Ирина Муравьева - Райское яблоко
И вдруг – в своем новом, отличном костюме – сорвался и бросился вниз.
Он очень неловко скользил, оступался и падал, как падал, когда бывал пьян. Весь сразу испачкался, комья земли налипли на волосы.
Потом подбежал к самой двери и скрылся.
Проснувшись, она еще долго лежала, как будто боялась, что это не сон. Казалось, что вся она – тоже в земле, и если откроет глаза, то увидит дом на Серпуховке, который снесли.
Глава семнадцатая
Как Алеша пошел на каток
Нефедов курил и на этот счет имел свою, чисто нефедовскую философию.

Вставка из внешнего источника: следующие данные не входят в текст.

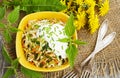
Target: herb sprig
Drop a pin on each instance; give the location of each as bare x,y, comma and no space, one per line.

– Мне плевать, – сказал Алеше грубый и неотесанный Нефедов, – что происходит вокруг меня. Я закурю, и меня заволочет дымом. За дымом ни я их не вижу, ни они меня.
Под словом «они» подразумевались «люди». Людей Нефедов не любил, но любил животных и женщин. Для женщин он был маловат, а животных им некуда было бы летом девать: родители его работали в Швейцарии, и летние каникулы Нефедов проводил в Цюрихе.
– Скучная жизнь, – объяснял Нефедов, – сидят там, дрожат, как бы их не поперли. Совсем омертвели. А здесь хорошо! Богатые, бедные. Пьют, убивают. Здесь будет что вспомнить. А знаешь, где лучше всего? На катке.
В субботу пошли на каток. С того ослепительно-белого снега, который и выпал во вторник, засыпал Крылова, а также и Сашу, а также Марину, когда она в черном платке на плечах догоняла Алешу, а также и женщин, сидящих на лавочке, а также и Зверева, пьяного фавна, который, приехав к Марине, остался, – с того ослепительно-белого снега прошло семь холодных и ветреных дней.
Зима наступила, открылись катки. Алеша не видел Марину со вторника и ей не звонил. Было стыдно и страшно.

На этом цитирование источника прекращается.